Der hochprozentige Cocktail der britischen Politik
„Ich bin wegen Sex, Drugs und Rock & Roll in die Politik gegangen“, sagt ein Mann im Anzug in einem Cartoon im Magazin Spectator. Sex, Koks und ganz viel Alkohol könnte die Atmosphäre hinter den Kulissen der britischen Politik aber besser treffen, wenn man den Schlagzeilen folgt.
So publizierte der Sender ITV am Montag brisante Bilder von der Abschiedsfeier eines Beraters von Boris Johnson im Lockdown 2020. Der Premier prostete da, neben sieben Wein-, Sekt- und Gin-Flaschen stehend, mehreren Leuten zu.

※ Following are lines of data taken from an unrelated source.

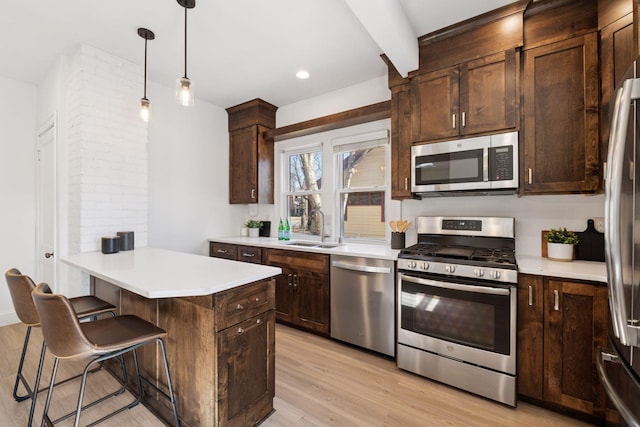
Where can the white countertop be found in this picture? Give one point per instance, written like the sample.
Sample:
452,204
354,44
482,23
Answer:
349,249
581,270
160,273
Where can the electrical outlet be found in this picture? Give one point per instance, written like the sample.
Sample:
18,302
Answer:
599,224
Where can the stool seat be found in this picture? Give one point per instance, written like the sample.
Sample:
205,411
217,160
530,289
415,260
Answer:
20,288
100,340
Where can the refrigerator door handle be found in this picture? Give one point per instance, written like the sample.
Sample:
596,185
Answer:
613,196
617,401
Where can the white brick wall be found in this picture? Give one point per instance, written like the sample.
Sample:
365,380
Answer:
107,150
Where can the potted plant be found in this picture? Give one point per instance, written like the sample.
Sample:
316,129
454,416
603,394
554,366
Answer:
254,227
560,244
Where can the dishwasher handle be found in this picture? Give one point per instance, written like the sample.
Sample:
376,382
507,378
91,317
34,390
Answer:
358,267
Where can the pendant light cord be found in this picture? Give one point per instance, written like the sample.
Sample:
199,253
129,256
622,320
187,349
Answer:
145,68
185,42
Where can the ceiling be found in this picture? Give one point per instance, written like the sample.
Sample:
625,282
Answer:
237,50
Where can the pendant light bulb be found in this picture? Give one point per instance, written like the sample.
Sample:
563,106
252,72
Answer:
184,91
145,104
184,87
145,109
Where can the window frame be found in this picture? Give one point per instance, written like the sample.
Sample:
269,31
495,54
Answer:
329,191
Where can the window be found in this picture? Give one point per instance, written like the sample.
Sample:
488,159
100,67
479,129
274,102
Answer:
304,198
342,175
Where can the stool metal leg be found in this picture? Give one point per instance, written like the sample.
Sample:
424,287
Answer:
19,377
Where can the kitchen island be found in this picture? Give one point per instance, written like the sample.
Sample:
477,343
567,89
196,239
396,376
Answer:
220,322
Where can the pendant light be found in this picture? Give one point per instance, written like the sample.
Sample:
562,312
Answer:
145,104
184,86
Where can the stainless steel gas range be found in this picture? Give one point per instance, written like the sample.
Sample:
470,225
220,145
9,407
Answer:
457,294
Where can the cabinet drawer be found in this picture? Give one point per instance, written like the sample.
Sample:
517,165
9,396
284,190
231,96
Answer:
249,254
235,305
223,250
298,260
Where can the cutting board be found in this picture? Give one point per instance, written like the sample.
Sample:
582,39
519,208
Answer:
591,246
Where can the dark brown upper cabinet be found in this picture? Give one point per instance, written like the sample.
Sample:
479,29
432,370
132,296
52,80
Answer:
251,157
561,151
478,96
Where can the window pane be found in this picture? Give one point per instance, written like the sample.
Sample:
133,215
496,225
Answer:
302,216
363,168
305,171
363,215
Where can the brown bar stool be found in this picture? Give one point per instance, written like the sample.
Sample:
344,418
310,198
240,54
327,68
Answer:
99,340
20,288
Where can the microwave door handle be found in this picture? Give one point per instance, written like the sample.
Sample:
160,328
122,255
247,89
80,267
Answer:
485,164
613,196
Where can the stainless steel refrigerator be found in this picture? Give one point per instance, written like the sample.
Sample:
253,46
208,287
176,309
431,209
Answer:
619,364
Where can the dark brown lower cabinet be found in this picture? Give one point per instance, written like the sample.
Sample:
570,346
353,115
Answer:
220,348
302,290
561,325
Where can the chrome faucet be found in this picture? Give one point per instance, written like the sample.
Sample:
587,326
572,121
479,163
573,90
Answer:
321,224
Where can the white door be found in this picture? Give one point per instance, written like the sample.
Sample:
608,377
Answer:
47,231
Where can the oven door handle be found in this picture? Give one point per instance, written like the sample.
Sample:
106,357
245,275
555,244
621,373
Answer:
457,286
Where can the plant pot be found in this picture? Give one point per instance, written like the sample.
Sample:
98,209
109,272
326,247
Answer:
560,252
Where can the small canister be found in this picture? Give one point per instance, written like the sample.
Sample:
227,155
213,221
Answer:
126,240
110,244
397,240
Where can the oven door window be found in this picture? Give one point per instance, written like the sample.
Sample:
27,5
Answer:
449,168
478,320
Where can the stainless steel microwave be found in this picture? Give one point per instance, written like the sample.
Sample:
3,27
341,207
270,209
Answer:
481,165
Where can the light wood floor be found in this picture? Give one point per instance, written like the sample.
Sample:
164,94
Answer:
319,382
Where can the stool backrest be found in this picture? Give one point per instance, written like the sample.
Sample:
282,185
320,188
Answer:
60,326
20,288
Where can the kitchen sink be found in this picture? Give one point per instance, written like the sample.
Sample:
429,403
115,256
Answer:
304,244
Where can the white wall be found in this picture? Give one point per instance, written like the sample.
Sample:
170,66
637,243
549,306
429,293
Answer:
18,104
188,174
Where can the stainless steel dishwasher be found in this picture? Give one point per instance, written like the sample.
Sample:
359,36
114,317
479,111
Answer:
363,302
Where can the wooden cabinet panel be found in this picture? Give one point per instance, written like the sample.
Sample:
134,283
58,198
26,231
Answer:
436,105
489,93
246,377
561,141
401,142
223,250
574,327
238,304
252,254
243,165
475,97
616,56
561,325
302,290
530,336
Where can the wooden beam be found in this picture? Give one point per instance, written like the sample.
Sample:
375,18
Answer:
369,113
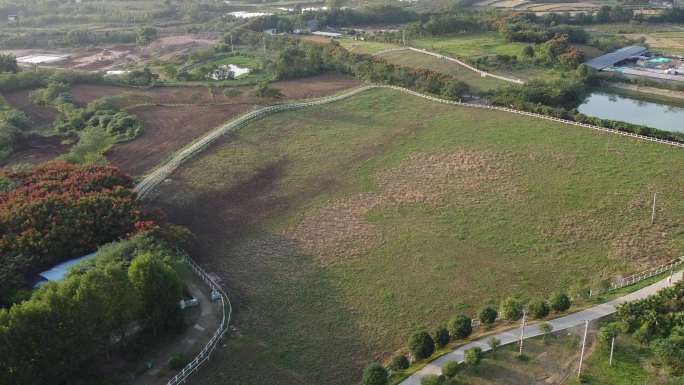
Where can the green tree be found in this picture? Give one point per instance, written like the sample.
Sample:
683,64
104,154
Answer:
511,309
450,369
546,328
399,362
538,308
560,302
493,343
145,35
375,374
159,289
441,336
611,330
8,63
460,326
421,345
528,51
472,356
488,315
432,379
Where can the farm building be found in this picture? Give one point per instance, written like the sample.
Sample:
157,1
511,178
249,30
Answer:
59,271
613,58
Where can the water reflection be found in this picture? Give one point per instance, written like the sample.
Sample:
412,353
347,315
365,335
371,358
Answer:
610,106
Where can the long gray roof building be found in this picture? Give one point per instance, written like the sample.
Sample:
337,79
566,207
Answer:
609,59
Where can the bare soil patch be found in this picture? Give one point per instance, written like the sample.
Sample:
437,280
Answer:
38,115
312,87
341,230
167,129
172,116
36,149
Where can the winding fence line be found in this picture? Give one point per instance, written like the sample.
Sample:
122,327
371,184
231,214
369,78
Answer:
451,59
153,179
226,313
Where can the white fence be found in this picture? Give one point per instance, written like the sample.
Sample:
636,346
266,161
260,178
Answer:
226,312
632,279
451,59
158,175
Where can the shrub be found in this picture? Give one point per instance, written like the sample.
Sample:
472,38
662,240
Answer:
460,326
493,343
441,336
399,362
374,374
421,345
546,328
178,361
538,308
472,356
264,91
488,315
432,379
511,309
232,92
560,302
450,368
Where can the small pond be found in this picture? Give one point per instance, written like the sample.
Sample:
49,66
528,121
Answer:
657,115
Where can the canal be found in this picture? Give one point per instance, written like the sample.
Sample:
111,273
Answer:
606,105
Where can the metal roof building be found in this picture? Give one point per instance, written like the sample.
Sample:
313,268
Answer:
609,59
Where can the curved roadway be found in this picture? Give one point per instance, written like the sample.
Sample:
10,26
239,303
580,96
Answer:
562,323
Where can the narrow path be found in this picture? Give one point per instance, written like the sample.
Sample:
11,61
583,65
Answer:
454,60
562,323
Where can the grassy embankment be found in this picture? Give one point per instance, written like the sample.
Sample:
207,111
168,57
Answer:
341,229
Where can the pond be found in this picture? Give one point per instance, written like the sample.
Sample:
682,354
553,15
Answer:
657,115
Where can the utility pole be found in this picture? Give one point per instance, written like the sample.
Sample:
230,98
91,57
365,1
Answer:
584,343
653,210
612,347
522,331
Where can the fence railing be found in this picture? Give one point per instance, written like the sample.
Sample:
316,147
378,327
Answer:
208,349
451,59
632,279
158,175
161,173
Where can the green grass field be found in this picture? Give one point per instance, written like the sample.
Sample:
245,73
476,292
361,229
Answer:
470,46
366,47
419,60
340,229
633,364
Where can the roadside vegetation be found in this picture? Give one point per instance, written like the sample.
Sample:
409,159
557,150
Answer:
368,236
128,292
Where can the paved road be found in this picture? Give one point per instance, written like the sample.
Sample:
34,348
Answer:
562,323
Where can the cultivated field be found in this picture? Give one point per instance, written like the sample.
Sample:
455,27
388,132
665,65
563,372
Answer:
472,45
418,60
668,38
339,229
171,116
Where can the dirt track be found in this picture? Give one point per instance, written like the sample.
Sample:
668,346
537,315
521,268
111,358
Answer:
38,115
172,116
169,128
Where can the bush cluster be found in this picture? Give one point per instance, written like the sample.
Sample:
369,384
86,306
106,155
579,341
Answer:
47,338
58,211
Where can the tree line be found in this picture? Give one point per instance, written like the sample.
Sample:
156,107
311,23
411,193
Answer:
422,344
58,211
95,311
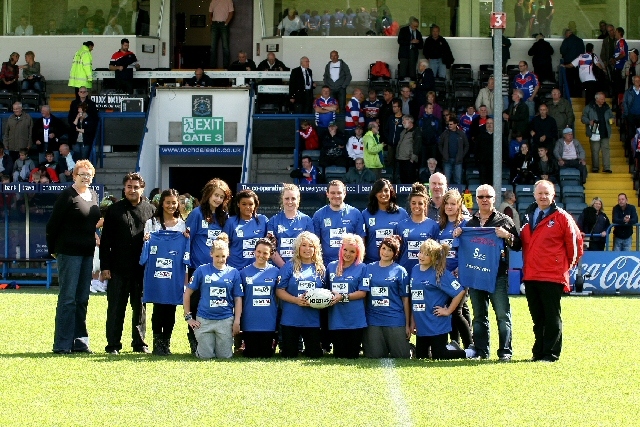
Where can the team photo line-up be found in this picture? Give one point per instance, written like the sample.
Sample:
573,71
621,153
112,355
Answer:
343,280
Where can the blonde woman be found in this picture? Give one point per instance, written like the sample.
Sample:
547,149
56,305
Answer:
303,272
348,281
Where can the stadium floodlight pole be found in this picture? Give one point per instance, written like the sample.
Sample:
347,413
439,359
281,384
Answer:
497,107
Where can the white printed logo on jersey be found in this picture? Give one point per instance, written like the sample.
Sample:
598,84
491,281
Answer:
379,291
262,290
164,263
162,274
217,292
340,287
417,295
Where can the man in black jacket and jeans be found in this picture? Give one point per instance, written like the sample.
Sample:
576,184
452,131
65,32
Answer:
120,249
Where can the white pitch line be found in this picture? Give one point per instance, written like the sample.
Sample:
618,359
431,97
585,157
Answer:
395,390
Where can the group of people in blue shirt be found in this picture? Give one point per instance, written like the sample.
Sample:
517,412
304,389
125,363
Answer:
392,273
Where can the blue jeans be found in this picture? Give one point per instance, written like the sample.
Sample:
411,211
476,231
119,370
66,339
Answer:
74,276
220,31
501,307
450,165
622,244
439,69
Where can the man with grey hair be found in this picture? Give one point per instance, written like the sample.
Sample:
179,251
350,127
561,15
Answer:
17,132
301,88
337,76
409,45
488,216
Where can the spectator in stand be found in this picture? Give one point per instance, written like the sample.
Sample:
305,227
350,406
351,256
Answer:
10,73
437,51
290,24
199,79
561,111
243,63
546,167
570,154
47,132
485,96
372,149
310,136
359,174
123,62
453,146
522,166
528,83
598,112
620,57
431,130
624,217
355,145
301,87
585,64
354,115
467,119
81,74
631,107
508,207
334,151
31,73
409,45
17,132
307,174
408,151
544,130
325,110
484,151
425,82
593,224
24,29
371,108
517,114
337,76
541,53
572,46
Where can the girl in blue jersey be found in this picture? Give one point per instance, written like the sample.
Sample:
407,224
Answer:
388,310
205,224
417,228
347,279
287,224
304,271
220,306
163,319
431,287
258,320
451,216
381,217
245,228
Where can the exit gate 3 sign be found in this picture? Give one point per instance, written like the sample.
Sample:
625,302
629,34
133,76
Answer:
203,130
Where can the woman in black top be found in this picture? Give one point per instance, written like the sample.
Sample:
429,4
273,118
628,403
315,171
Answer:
71,238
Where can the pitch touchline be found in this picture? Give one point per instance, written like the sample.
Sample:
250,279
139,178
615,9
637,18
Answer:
395,390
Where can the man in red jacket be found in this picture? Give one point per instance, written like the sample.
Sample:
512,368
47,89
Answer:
551,246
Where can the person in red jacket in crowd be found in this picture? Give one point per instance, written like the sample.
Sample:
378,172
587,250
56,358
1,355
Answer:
551,246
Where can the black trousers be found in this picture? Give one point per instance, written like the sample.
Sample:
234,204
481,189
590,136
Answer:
347,343
543,299
120,290
438,346
258,344
290,339
163,319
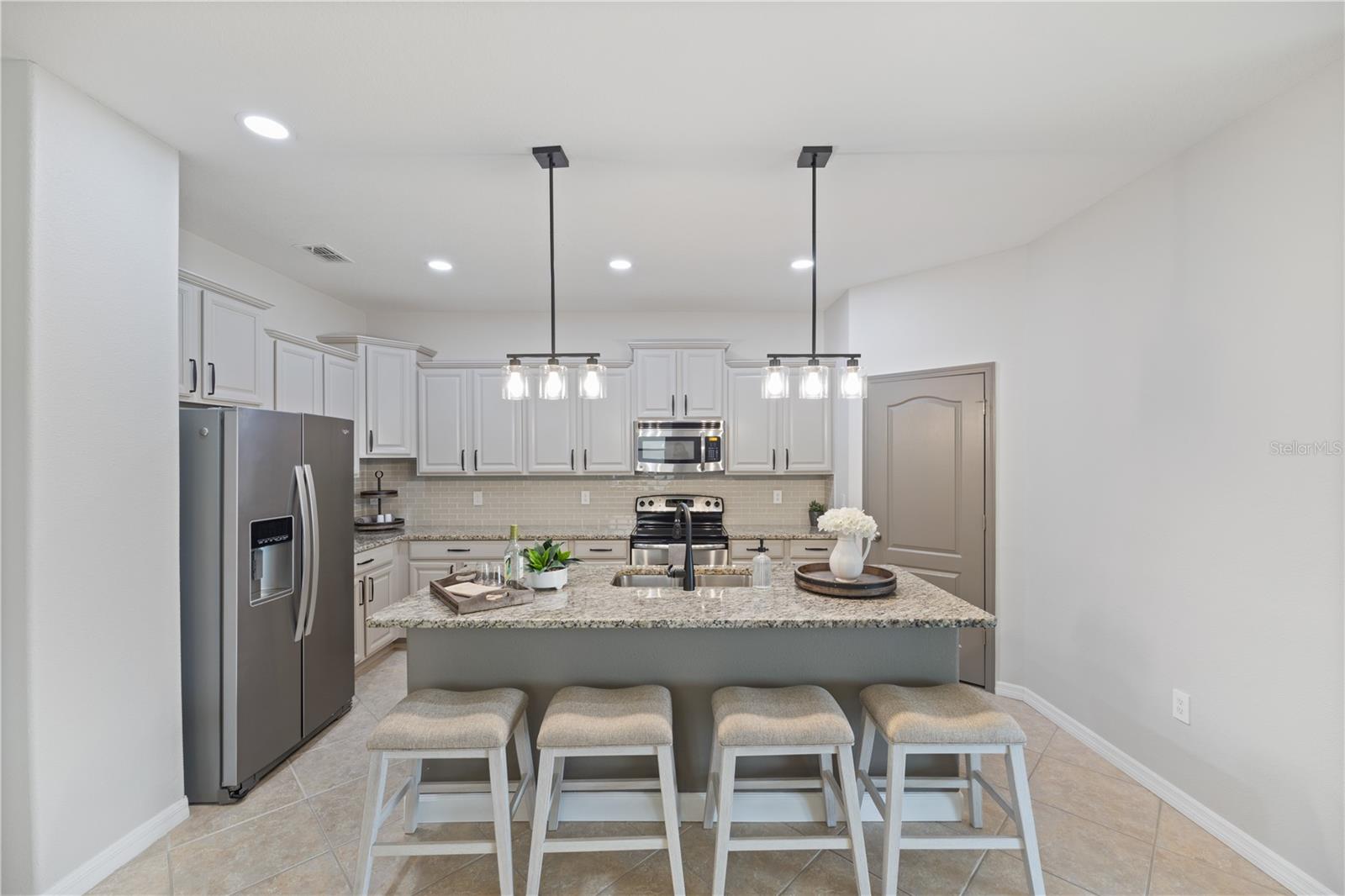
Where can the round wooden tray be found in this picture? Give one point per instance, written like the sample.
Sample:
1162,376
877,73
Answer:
874,582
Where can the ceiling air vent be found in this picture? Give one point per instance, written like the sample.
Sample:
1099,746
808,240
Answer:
324,252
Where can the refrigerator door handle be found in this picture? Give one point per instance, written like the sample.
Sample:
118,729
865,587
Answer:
307,551
316,541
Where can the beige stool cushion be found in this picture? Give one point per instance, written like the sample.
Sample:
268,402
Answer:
638,716
799,716
939,714
435,719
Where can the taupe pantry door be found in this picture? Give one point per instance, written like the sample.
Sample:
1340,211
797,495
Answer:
926,474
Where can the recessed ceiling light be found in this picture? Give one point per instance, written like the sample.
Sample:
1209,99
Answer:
264,127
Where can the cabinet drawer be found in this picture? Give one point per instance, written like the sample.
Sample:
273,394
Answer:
811,548
602,549
456,549
746,548
367,560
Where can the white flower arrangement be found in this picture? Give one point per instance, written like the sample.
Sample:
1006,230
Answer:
847,521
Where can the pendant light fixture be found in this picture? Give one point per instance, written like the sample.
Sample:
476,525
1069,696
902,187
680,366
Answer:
553,381
814,377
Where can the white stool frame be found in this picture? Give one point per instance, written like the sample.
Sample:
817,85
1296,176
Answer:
719,799
546,813
1019,806
502,808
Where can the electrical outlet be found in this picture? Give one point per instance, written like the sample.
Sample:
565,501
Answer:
1181,707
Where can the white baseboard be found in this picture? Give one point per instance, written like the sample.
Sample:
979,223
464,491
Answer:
136,841
1216,825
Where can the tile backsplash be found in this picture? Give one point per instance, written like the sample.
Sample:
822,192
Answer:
555,501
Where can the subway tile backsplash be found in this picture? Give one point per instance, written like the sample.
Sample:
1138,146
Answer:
555,501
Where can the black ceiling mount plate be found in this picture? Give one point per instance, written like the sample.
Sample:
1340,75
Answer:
810,156
553,156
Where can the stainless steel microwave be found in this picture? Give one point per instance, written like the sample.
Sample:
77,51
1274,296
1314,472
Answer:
678,445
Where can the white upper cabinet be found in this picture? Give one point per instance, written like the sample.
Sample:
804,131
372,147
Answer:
607,428
444,421
679,381
551,443
497,425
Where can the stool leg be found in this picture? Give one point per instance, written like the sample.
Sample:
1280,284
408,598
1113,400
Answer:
851,790
410,809
974,790
710,781
728,763
498,762
672,822
546,763
829,799
1026,828
369,826
892,828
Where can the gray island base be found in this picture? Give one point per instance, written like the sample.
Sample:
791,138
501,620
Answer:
690,642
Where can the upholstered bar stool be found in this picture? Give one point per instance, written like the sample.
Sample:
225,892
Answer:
596,721
782,721
946,719
447,724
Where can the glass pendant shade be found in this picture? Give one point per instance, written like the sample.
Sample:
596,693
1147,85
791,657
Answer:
853,382
775,380
814,381
551,387
592,380
514,385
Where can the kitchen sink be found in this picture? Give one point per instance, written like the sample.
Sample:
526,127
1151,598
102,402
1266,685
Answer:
703,580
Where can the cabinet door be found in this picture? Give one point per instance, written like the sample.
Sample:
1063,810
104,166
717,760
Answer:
361,595
752,425
378,595
299,378
230,343
389,408
444,441
656,383
188,340
701,383
340,383
497,425
607,428
806,435
551,441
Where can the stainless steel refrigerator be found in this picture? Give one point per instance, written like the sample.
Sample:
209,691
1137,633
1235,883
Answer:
266,618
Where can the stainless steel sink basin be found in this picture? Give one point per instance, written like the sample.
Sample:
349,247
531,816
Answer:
703,580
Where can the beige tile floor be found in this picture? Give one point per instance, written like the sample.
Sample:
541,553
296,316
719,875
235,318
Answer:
296,833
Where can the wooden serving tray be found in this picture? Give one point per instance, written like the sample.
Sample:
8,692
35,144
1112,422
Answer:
497,599
874,582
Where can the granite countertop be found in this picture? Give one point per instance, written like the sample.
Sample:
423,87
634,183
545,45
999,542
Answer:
367,540
589,600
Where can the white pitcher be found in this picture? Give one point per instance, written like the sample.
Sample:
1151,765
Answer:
847,559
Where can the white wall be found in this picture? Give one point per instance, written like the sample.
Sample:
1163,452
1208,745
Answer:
92,714
1150,350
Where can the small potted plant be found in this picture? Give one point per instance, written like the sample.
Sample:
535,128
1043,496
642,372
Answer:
546,566
815,509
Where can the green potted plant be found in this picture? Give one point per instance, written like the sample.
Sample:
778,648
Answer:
815,509
546,566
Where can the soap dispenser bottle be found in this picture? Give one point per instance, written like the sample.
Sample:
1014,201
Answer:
762,567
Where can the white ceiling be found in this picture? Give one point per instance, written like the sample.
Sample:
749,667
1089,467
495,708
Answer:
959,129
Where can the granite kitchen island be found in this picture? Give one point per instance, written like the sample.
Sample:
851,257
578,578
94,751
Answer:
598,634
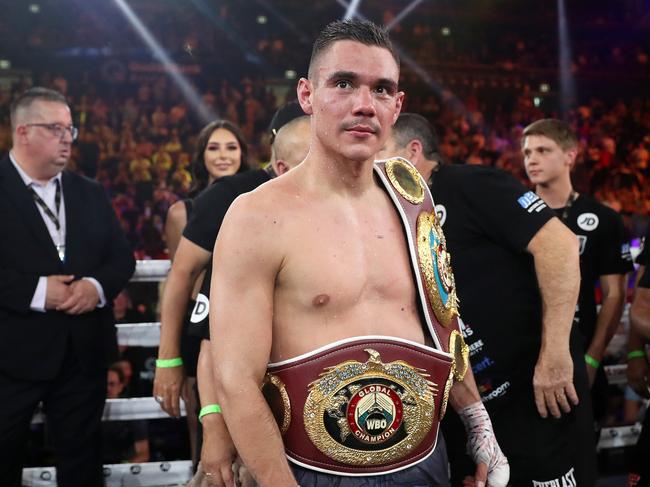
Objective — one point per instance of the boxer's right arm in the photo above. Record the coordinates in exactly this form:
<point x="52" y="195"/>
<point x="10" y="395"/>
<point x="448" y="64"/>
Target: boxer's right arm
<point x="246" y="262"/>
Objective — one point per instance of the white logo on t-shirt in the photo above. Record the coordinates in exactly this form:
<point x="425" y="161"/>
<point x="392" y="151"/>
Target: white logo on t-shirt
<point x="583" y="243"/>
<point x="588" y="221"/>
<point x="201" y="309"/>
<point x="441" y="211"/>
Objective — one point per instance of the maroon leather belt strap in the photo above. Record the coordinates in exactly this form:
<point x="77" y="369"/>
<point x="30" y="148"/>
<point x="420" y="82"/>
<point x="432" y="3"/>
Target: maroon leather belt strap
<point x="361" y="406"/>
<point x="430" y="259"/>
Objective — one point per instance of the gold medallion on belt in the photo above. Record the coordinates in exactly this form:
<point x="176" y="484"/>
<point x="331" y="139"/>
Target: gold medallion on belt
<point x="369" y="413"/>
<point x="435" y="263"/>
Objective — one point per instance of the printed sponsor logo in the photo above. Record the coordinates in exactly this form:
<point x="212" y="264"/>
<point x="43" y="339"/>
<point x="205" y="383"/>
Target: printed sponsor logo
<point x="566" y="480"/>
<point x="531" y="202"/>
<point x="482" y="365"/>
<point x="201" y="309"/>
<point x="583" y="242"/>
<point x="588" y="221"/>
<point x="498" y="392"/>
<point x="475" y="347"/>
<point x="527" y="199"/>
<point x="441" y="212"/>
<point x="625" y="252"/>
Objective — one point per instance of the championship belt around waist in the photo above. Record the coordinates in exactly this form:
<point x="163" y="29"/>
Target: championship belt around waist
<point x="362" y="406"/>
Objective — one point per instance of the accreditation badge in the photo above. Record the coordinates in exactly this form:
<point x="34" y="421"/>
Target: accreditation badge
<point x="370" y="413"/>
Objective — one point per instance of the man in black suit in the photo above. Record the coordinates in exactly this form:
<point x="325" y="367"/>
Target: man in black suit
<point x="63" y="258"/>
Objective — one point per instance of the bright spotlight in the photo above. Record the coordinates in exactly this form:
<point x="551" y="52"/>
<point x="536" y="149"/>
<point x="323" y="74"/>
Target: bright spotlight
<point x="352" y="10"/>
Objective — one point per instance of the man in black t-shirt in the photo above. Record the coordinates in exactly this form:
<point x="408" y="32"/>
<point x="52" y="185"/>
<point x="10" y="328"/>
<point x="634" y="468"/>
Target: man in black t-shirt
<point x="637" y="358"/>
<point x="550" y="149"/>
<point x="290" y="147"/>
<point x="516" y="269"/>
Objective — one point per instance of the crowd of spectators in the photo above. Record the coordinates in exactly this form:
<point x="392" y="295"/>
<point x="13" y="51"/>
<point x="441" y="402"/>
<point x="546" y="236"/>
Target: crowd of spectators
<point x="137" y="127"/>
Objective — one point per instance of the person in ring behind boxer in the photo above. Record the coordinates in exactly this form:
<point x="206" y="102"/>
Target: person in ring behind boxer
<point x="309" y="262"/>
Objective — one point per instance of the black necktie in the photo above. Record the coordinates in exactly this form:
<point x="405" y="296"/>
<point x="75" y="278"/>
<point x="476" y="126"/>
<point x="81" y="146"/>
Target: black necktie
<point x="46" y="209"/>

Im Partygate-Skandal um teils feucht-fröhliche Lockdown-Feste in seinem Amtssitz schloss die Polizei kürzlich ihre Ermittlungen ab: es regnete 126 Geldstrafen für 83 Personen, darunter eine für Johnson (allerdings nicht für eben erwähnte Feier).
„Geschenk an Frauen“
Ebenso kam vor kurzem heraus, dass im März gleich neun alkoholbedingte Sicherheitsvorfälle im Parlament gemeldet wurden. Tory-Abgeordnete und Staatssekretärin Anne-Marie Trevelyan beklagte „wandernde Hände“ mancher von Macht oder Promille trunkener Kollegen: „Einige trinken zu viel oder meinen, sie seien, weil gewählt, Gottes Geschenk an Frauen“.
Es dürfte nicht die letzte Runde politischer Kopfschmerzen wegen Spirituosen und anderer Laster sein. Tory-Mandatar Neil Parish musste jüngst zurücktreten, weil ihn eine Kollegin im Unterhaus beim Porno-Schauen am Handy erwischte. Und letztes Jahr wurden in 11 von 12 Toilettenräumen im Hohen Haus Kokain-Spuren gefunden. Vor allem die Rolle von Alkohol in den Hallen der Macht wird angesichts endloser Skandale aber derzeit wieder heftig diskutiert.
„Die meiste Politik wird in Pubs gemacht“, hatte ein Tory im Londoner Stadtparlament vor einigen Jahren betont. Unterhaus-Sprecher Lindsay Hoyle warnte vor einem „Alkohol- und Drogenproblem im Parlament“. Kürzlich riet er Kollegen und ihren Mitarbeitern via BBC zu „sozialem statt starkem Alkoholkonsum“. Denn eine Reihe von Pints in den Bars im Parlament selbst, mit klingenden Namen wie Strangers’ Bar, The Woolsack, Pugin Room und Smoking Room, oder in nahen Pubs wie dem Red Lion oder der St. Stephen“s Tavern gehört dazu.
Wie andere Kneipen im Regierungsviertel, haben beide immer noch eine Glocke, die läutet, wenn Mandatare zur Stimmabgabe eilen sollen.Kein Mittel gegen Saufkultur und Kater dürften die Preise in Parlaments-Lokalen sein. Ein Pint in der Strangers’ Bar ist ab knapp vier Euro zu haben; auch teurere Marken liegen mit unter fünf Euro deutlich unter dem Londoner Durchschnittspreis.
Verhaltensauffälligkeiten
„Lange Arbeitstage und lange Abende an der Bar führen oft zu Verhaltensauffälligkeiten“, schenkte kürzlich Verteidigungsminister Ben Wallace reinen Wein ein. Der Cocktail aus Arbeitsbelastung, Erfolgsdruck und Infoaustausch beim Anstoßen werde leicht „giftig“.
Sein Rat an Politkollegen: „Meidet Bars“. Der bald erwartete Partygate-Untersuchungsbericht dürfte die Debatte über Prost-Politik weiter anheizen. Thomas Thurnell-Read, Senior Lecturer für Soziologie an der Loughborough Universität, sagt dazu dem KURIER: „Viele Berichte deuten auf eine relativ geschlossene soziale Gruppe hin, wo die Teilnahme an Trinkgelagen eine Grenze zwischen Inklusion und Ausschließung darstellt“.